Tuesday, September 25, 2007

LIQUIDITY ROUNDUP. CAN MARKETS BECOME 'TOO LIQUID'?
[Latest Global Dollar Liquidity Measure: +13.4% annual growth rate; latest Endogenous Liquidity Index: -17.9%]

Can markets become too liquid?; the Saudis & the dollar; monetary policy & the carry trade; a look at our Endogenous Liquidity Index. [More updates expected ...]

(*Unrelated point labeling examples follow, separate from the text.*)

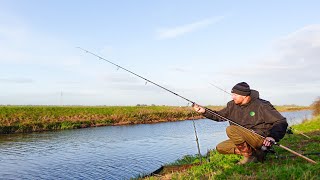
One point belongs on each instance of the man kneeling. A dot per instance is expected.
(258, 119)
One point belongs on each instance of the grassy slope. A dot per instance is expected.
(42, 118)
(286, 166)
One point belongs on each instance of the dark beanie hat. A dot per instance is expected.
(241, 88)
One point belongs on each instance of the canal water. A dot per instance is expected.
(114, 152)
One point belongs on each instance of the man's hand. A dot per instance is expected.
(198, 108)
(268, 141)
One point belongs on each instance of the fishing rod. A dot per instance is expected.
(220, 88)
(263, 147)
(193, 103)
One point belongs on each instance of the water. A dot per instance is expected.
(115, 152)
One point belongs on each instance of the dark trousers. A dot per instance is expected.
(238, 135)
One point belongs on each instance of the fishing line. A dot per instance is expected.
(193, 103)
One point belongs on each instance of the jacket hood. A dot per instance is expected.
(254, 94)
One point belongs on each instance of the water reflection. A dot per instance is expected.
(117, 152)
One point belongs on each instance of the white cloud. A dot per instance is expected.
(167, 33)
(291, 69)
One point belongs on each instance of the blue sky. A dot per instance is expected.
(182, 45)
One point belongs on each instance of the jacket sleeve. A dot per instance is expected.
(210, 114)
(279, 123)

[1] Can markets become too liquid? Yes, says Fed governor Kevin Warsh. Warsh is the author of a very interesting piece on global liquidity ("Market Liquidity: Definitions and Implications", March 5, 2007), in which he famously stated that "liquidity is confidence". Confidence, however, can be fleeting: "Confidence can beget complacency. If, in liquid times, investors in structured products become complacent, they may not understand fully the value of the underlying assets. High levels of confidence, perhaps even complacency, were also observable in the behavior of many financial intermediaries".

[2] Cumberland Advisors on the dollar & the Saudis. Rumors that the Saudi Arabian Monetary Authority (SAMA) was about to drop the peg of its currency to the US dollar triggered the recent dollar sell-off, according to Cumberland Advisors. (See David Kotok: "The Euro, the Dollar & the Saudis"). Is rising global inflation beginning to undermine the New Bretton Woods arrangement? (In May, Kuwait dropped the dollar peg). We'll see. In the meantime, Mr. Potok doesn't foresee a massive move out of dollar, but rather "some progressive diversification out of US dollar assets into other currencies in an orderly way". His target for dollar-euro: 1.50-1.60.

[3] Monetary policy uncertainty & the carry trade. Writing in today's Financial Times, Lehman Brothers' James McCormick makes an interesting point about monetary policy and the outlook for the carry trade ("Currency lessons learned since the upheaval"): "... the global economy is turning down for the first time in several years at a time when economic optimism is high, and monetary policy uncertainty is on the rise after a prolonged period of near certainty of outcomes. Neither trend seems particularly supportive of a sustained carry-trade rally". Carry-traders tend to feel safe when they have strong convictions about the direction of monetary policy.

[4] Daily Endogenous Liquidity watch. Our Endogenous Liquidity Index barely moves (+0.1%). The rise in the VIX and other volatility indicators offsets modest declines in CDS spreads and in high yield bond spreads. The index is now down 17.9% for the year (it reached an all-time low on August 18, at -35.1%).

[5] Supply Siders on the Fed. The Club for Growth held an online symposium with supply-side economists on the FOMC decision to slash short-term rates. With the predictable exception of Larry Kudlow, supply siders generally consider, as Brian Wesbury puts it, that "Cutting rates was unnecessary. More importantly, it increased the longer-term risks to economic growth from inflation and future Fed tightening" [HT: Rich Karlgaard].